IMS Fellow Klaus Krickeberg shares some of his memories of and reflections on Sir David Cox (1924–2022), as a complement to the obituary that appeared in the April/May 2022 IMS Bulletin.

The IMS Bulletin published in Volume 51, Issue 3, an extensive and thorough account of the scientific work of Sir David Roxbee Cox (David, for short). Written by Heather Battey and Nancy Reid, it sketches David’s contributions to stochastic processes and statistical inference; these are indeed the fields where most of his scientific work is situated.

I had close contact with David for a period of about 50 years. In this complement to his obituary, I would like to add a mention of an influential book, written in a somewhat different spirit, Multivariate Dependencies: Models, Analysis and Interpretation, by David Cox and Nanny Wermuth, published in 1996.

Let me now turn to an aspect which I will call David’s personality. By this, I mean that in his judgments and statements he was always absolutely independent, open, rigorous and honest. He would never follow a trend. I am going to illustrate this by three examples. 

Firstly, the doubly stochastic Poisson process, which we both worked on, although from different angles. It was me who called it the “Cox process”. David protested; he did not want the credit. Indeed, a relatively unknown author had already used such a construction in a very particular problem of applied statistics.

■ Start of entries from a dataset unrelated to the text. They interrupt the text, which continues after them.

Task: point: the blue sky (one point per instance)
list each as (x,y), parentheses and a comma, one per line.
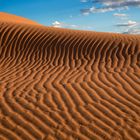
(121,16)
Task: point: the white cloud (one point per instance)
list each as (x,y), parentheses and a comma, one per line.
(58,24)
(129,23)
(119,15)
(84,0)
(110,5)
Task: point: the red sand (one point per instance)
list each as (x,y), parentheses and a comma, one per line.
(67,85)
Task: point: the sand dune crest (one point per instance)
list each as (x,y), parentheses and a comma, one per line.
(67,84)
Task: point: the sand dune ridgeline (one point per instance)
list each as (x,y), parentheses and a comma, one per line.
(67,84)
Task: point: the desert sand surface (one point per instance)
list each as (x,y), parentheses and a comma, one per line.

The second example concerns the First World Congress of the Bernoulli Society in Tashkent in 1982. I was Chairman of the Program Committee and I asked David to be Deputy Chairman. His decisions on the choice of speakers were, of course, excellent. Above all, his judgments about possible speakers were never influenced by non-scientific factors, for example by “This person belongs to such-and-such school, or to such-and-such country,” or by “He or she is a friend of an influential person.” Not surprisingly, the Program Committee was indeed a few times under pressure to take such factors into account. 

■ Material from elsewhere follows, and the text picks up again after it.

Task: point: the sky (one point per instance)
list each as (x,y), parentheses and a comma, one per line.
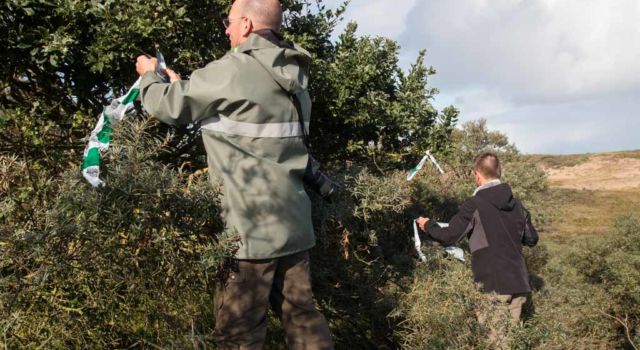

Finally, David was able to change his mind when confronted with new facts; he was not afraid of being regarded as fickle. For example, in 1981, Argentina had invited the International Statistical Institute (ISI) to hold the 43rd World Statistics Congress in Buenos Aires. This would have been during the military dictatorship in Argentina which lasted from 1976 to 1983. David and I were in a committee that had to advise the ISI whether to accept this invitation. Everybody, including David, was against it, except me. I had worked in Argentina and I argued that the young statisticians there had very much looked forward to this congress because it would allow them to break up their isolation. David changed its mind and voted for holding the Congress. It ended up taking place and was useful; I do not think that the military government profited much from it.